El cuento de la sopa

Estaba una señora sentada sola en la mesa de un restaurante, y tras leer la carta decidió pedir una apetitosa sopa en la que se había fijado. El camarero, muy amable le sirvió el plato a la mujer y siguió haciendo su trabajo. Cuando éste volvió a pasar cerca de la señora ésta le hizo un gesto y rápidamente el camarero fue hacia la mesa.

– ¿Qué desea, señora?
– Quiero que pruebe la sopa.
El camarero, sorprendido, reaccionó rápidamente con amabilidad, preguntando a la señora si la sopa no estaba rica o no le gustaba.
– No es eso, quiero que pruebe la sopa.
Tras pensarlo un poco más, en cuestión de segundos el camarero imaginó que posiblemente el problema era que la sopa estaría algo fría y no dudó en decirlo a la mujer, en parte disculpándose y en parte preguntando.
– Quizás es que esté fría señora. No se preocupe, que le cambio la sopa sin ningún problema…
– La sopa no está fría. ¿Podría probarla, por favor?
El camarero, desconcertado, dejó atrás la amabilidad y se concentró en resolver la situación. No era de recibo probar la comida de los clientes, pero la mujer insistía y a él ya no se le ocurrían más opciones. ¿Qué le pasaba a la sopa? Lanzó su último cartucho:
– Señora, dígame qué ocurre. Si la sopa no está mala y no está fría, dígame qué pasa y si es necesario, le cambio el plato.
– Por favor, discúlpeme pero he de insistir en que si quiere saber qué le pasa a la sopa, sólo tiene que probarla.
Finalmente, ante la petición tan rotunda de la señora, el camarero accedió a probar la sopa. Se sentó por un momento junto a ella en la mesa y alcanzó el plato el plato de sopa. Al ir a coger una cuchara, echó la vista a un lado y otro de la mesa, pero… no había cucharas. Antes de que pudiera reaccionar, la mujer sentenció:
– ¿Lo ve? Falta la cuchara. Eso es lo que le pasa a la sopa, que no me la puedo comer.

Jorge Bucay

 

Algunas personas tienen por costumbre comunicarse con un lenguaje indirecto, dando por sentado que los demás van a pillar el mensaje a la primera y sin pararase a pensar que no todos procesamos igual ni nos comunicamos de la misma forma. Hay que tener en cuenta que las experiencias de vida de cada una de las personas que intervienen en una conversación son diferentes, por lo tanto, también lo son los pensamientos que se generan y la comprensión a la que se llega.

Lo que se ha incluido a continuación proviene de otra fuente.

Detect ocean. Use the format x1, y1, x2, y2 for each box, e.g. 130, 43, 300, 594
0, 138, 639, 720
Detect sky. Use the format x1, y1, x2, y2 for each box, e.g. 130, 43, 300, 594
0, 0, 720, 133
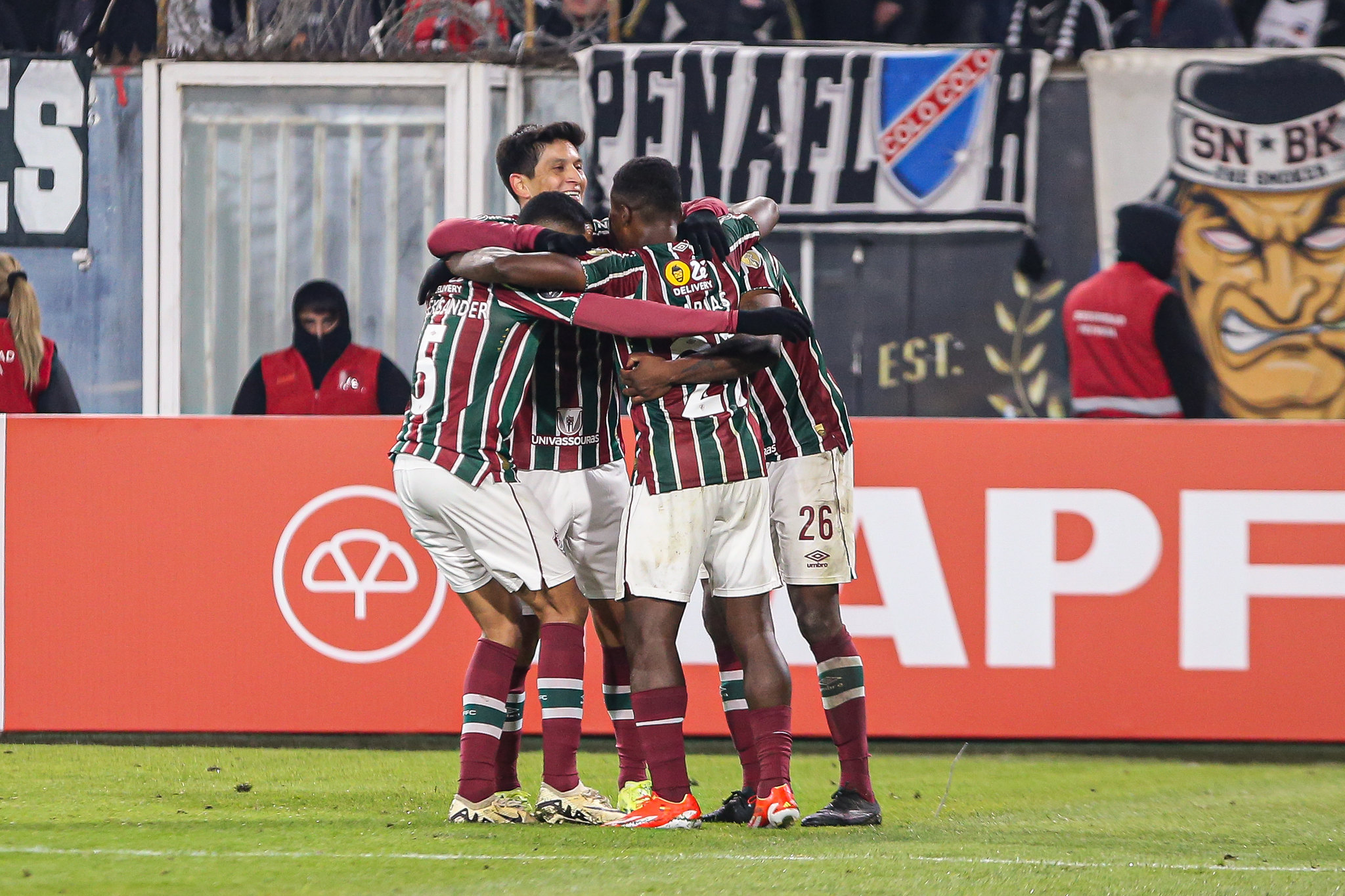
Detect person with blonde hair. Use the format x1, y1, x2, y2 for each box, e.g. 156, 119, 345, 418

De ahí la importancia de aprender a dialogar de una manera natural, sin rodeos, concretando y efectuando una escucha profunda no solo con los oidos si no también con los ojos y el corazón. Esto permitirá comprender lo que el otro siente y piensa y facilitará la creación de relaciones más sanas y enriquecedoras.

¿Y tú? ¿Como te comunicas?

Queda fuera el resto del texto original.